Drone-as-a-service enables enterprises to avail of various services from drone companies. This removes the need for them to invest their own money in drone hardware and software, pilots, and pilot training programmes.
For example, a mining company wants to conduct a mapping and surveying operation. Using drones in this case would be very convenient and helpful. But, for this, the company will have to buy the associated hardware and hire or even train the pilots needed. And this would involve considerable costs.
Here drone-as-a-service facility comes into play. The miner can go to a drone company, which already has the hardware, software and human resources at hand. This drone company will then use its resources to conduct the mapping and surveying operation, in the form of services rendered, for the miner.
According to the government, the drone services industry is slated to grow to over Rs 30,000 crore in the coming three years and create over 500,000 jobs.
On a related note, drone-related courses for skilling will start at select Industrial Training Institutes across all states. The government has said that it would also promote the use of ‘Kisan Drones’ for the purposes of crop assessment, spraying of insecticides, and digitization of land records.

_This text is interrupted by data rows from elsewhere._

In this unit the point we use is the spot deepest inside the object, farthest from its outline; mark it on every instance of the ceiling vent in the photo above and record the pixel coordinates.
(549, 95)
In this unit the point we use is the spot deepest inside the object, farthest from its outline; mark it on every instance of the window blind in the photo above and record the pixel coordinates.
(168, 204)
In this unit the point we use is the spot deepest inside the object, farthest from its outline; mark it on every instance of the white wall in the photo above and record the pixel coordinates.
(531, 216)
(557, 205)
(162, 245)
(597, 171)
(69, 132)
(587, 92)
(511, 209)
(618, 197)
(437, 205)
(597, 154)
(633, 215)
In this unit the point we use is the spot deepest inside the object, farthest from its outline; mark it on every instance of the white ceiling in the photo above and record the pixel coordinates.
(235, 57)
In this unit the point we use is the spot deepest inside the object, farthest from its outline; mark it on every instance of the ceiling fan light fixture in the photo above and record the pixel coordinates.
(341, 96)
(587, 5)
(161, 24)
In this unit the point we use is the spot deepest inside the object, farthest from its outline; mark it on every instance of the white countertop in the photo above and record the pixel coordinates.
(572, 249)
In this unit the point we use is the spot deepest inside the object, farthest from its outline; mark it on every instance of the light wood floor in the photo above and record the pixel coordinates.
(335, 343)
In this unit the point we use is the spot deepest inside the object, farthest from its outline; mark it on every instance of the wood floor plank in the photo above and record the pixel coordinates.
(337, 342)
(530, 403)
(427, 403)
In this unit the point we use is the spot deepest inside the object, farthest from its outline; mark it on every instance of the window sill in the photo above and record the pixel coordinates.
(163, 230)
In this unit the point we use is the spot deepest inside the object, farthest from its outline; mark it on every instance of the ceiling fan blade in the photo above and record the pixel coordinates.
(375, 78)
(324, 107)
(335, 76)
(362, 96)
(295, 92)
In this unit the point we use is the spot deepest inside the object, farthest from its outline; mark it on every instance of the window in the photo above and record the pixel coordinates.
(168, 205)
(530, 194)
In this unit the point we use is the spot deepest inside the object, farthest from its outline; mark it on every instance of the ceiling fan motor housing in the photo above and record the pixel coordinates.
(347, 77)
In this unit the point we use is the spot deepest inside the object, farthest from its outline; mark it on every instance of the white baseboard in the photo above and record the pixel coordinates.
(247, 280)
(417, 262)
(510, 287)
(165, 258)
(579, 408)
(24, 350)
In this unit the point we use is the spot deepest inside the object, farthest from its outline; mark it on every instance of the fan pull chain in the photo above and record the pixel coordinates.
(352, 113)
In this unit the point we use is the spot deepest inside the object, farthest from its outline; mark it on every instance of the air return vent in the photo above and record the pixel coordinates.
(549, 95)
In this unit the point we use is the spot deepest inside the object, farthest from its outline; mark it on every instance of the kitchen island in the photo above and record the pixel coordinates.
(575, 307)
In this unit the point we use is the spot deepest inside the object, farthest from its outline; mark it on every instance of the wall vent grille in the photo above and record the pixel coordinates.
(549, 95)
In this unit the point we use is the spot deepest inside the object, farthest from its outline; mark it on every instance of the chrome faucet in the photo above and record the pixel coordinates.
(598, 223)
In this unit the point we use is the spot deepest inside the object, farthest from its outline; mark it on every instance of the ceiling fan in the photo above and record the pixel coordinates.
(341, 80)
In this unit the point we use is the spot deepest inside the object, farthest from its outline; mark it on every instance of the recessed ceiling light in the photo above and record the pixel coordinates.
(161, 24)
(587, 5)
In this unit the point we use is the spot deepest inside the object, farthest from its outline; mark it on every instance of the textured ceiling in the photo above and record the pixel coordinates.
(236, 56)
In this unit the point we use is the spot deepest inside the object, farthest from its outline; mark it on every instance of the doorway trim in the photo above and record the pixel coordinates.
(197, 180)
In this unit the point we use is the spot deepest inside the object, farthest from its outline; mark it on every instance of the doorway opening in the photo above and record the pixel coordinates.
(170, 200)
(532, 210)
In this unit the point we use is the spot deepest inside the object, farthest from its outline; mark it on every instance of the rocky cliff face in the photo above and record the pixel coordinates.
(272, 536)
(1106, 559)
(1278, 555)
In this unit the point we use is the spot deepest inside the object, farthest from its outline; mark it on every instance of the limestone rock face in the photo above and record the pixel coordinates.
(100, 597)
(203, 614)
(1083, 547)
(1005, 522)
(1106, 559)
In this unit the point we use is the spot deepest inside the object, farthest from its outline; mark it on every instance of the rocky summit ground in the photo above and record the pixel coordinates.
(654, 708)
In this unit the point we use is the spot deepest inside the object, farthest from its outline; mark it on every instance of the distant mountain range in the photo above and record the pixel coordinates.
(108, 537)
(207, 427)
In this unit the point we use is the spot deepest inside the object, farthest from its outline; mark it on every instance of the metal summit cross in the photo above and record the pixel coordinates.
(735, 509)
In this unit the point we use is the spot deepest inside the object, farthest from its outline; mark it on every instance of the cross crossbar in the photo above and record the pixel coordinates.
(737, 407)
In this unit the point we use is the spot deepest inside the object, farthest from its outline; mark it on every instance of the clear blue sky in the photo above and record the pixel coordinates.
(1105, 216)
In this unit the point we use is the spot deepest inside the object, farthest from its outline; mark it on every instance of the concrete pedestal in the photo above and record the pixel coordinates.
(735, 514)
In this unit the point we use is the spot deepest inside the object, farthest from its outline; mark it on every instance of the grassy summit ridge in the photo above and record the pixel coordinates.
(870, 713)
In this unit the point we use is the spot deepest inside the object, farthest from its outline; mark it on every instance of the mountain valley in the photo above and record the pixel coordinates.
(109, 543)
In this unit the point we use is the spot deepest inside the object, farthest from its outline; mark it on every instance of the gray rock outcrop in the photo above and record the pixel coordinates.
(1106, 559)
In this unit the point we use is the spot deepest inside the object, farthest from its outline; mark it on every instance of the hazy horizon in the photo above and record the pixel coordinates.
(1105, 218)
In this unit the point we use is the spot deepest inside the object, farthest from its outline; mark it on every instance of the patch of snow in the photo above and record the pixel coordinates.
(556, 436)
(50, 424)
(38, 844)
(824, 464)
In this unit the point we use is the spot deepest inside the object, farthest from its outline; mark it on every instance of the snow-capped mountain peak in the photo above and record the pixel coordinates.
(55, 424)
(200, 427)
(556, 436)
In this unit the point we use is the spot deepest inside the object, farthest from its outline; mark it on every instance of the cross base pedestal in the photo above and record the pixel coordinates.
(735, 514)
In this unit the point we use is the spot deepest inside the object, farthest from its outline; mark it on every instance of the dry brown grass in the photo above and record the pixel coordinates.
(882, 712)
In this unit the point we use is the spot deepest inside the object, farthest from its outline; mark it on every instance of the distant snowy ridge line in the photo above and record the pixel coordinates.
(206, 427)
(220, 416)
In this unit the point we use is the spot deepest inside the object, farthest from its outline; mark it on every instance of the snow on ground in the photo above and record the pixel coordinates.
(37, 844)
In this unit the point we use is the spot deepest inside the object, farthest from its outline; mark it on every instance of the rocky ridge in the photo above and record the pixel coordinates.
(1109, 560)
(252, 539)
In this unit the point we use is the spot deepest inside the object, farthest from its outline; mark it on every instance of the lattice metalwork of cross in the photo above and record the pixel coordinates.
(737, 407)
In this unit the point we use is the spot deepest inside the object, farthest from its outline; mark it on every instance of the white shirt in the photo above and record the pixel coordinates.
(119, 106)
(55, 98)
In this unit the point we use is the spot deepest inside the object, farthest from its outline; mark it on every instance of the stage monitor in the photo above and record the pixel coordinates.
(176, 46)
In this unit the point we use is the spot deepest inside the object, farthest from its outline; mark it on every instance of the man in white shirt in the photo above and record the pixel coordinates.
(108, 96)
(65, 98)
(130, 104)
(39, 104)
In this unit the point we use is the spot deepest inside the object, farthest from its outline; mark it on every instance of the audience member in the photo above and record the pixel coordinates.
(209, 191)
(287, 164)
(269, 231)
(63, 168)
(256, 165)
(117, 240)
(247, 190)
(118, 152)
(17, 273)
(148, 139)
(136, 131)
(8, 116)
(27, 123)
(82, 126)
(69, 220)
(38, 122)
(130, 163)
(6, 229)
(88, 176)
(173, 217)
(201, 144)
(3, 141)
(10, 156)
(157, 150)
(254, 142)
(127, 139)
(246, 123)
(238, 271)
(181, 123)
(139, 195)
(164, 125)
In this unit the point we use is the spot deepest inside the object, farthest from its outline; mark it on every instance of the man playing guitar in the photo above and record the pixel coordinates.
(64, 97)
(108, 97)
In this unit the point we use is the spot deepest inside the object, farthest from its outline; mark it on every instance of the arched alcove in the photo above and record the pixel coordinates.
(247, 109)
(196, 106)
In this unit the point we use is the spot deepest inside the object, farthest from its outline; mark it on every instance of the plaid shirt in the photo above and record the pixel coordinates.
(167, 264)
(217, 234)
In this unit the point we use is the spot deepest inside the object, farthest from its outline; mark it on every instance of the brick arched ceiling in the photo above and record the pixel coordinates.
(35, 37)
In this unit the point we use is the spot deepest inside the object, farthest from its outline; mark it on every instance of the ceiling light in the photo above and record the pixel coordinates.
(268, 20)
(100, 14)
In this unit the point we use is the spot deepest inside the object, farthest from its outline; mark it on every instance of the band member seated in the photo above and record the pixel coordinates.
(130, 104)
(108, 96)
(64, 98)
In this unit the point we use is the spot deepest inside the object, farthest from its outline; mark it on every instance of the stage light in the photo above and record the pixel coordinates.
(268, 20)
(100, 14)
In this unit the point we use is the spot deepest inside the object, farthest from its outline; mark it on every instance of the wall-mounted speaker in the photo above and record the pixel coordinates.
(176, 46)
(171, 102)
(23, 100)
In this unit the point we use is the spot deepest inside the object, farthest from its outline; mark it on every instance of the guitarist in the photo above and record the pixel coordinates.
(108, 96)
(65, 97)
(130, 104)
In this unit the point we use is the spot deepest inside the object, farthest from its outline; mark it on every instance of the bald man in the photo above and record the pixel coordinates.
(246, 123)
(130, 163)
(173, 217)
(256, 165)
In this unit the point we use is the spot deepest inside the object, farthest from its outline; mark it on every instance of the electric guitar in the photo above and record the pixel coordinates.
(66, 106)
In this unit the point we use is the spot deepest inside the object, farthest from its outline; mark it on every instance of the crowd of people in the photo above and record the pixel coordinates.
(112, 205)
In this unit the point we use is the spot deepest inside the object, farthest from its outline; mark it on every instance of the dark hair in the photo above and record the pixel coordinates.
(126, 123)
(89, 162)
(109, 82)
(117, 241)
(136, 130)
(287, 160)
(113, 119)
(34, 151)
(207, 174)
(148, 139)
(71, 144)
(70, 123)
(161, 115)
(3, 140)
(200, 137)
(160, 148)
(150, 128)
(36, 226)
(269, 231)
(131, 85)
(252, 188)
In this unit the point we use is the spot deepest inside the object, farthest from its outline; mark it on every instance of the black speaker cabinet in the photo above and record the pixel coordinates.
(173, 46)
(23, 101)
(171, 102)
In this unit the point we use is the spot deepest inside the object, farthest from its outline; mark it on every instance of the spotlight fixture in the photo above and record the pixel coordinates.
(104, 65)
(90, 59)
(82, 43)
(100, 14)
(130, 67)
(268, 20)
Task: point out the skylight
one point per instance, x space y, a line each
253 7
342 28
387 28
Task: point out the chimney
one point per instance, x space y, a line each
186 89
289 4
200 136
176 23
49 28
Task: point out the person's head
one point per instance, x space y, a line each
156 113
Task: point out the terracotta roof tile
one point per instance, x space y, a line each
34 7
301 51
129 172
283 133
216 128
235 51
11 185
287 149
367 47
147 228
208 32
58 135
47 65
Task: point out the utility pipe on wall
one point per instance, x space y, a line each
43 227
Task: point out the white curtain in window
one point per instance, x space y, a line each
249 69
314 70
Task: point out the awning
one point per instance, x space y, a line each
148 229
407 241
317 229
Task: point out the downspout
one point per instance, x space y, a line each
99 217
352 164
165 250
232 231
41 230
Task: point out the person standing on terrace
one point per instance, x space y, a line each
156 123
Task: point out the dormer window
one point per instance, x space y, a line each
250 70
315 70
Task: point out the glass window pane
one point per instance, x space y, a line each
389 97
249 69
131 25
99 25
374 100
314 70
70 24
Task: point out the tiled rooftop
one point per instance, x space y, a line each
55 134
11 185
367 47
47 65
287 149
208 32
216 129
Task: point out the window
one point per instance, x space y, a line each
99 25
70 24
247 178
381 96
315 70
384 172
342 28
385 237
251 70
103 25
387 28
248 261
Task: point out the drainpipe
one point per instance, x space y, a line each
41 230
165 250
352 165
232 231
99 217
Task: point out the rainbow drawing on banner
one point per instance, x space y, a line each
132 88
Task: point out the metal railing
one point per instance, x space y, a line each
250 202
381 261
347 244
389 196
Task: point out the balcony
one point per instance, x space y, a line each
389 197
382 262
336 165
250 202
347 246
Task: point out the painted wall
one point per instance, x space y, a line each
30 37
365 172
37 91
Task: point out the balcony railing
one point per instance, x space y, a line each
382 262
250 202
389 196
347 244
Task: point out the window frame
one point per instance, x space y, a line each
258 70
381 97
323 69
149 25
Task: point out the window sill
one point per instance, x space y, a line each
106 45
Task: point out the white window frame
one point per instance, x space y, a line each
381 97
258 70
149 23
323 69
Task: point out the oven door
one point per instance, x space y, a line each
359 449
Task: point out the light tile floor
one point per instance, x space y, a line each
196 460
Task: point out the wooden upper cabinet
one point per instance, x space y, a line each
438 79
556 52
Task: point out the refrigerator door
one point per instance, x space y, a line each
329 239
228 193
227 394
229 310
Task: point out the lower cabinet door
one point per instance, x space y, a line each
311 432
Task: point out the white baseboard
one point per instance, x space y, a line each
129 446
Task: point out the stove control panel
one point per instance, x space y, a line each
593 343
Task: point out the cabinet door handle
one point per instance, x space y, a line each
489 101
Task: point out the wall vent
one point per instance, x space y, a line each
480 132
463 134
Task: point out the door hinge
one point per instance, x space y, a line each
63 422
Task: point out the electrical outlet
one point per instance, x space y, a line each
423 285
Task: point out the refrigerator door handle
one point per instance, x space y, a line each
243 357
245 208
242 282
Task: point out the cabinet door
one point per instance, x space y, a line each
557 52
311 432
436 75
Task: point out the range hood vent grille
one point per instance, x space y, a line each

So, what are the applications of drone-as-a-service?Let us look at how it can be used in agriculture. Drones can be hired for crop health monitoring, damage assessment, yield estimation, land preparation, irrigation planning, and crop counting.
Mining enterprises can use drone services for mine site planning, site monitoring and maintenance, mapping and surveying, inventory tracking, and live maps for accurate data capture.
Apart from agriculture and mining, sectors such as construction, energy and utilities, telecommunications, and oil and gas, among others, will find many applications for drone-as-a-service.